Single-nucleus and spatial transcriptomic profiling of human temporal cortex and white matter reveals key associations with AD pathology
Pallavi Gaur, Julien Bryois, Daniela Calini, Lynette C. Foo, Jeroen J.M. Hoozemans, Archana Yadav, Dheeraj Malhotra, Vilas Menon
Abstract
Alzheimer’s disease, the leading cause of dementia in the elderly, is a neurodegenerative disorder that has been studied to uncover therapeutic pathways through its molecular and cellular hallmarks. Here, we present a comprehensive investigation of cellular heterogeneity from the temporal cortex region of 40 individuals, comprising healthy donors and individuals with differing AD pathology.
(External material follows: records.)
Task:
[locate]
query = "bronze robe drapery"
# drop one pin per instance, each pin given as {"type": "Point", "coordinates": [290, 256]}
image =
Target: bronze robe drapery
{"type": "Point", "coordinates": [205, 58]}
Using single-nucleus transcriptomic analysis of 430,271 nuclei from both gray and white matter of these individuals, we identified cell type-specific subclusters in both neuronal and glial cell types with varying degrees of association with AD pathology. We extended this analysis by performing multiplexed in situ hybridization using the CARTANA platform, capturing 155 genes in 13 individuals with differing tau pathology. We not only replicated snRNA data key findings from our spatial data analysis but also identified a set of cell type-specific genes that show selective enrichment or depletion near pathological inclusions. While the pathogenesis of Alzheimer’s disease (AD) has been extensively studied, the predominant focus has traditionally been on gray matter alterations. Here, authors use single-nucleus and spatial transcriptomic profiling of the human brain’s temporal cortex and white matter to uncover cell type specific changes and their associations with Alzheimer’s pathology.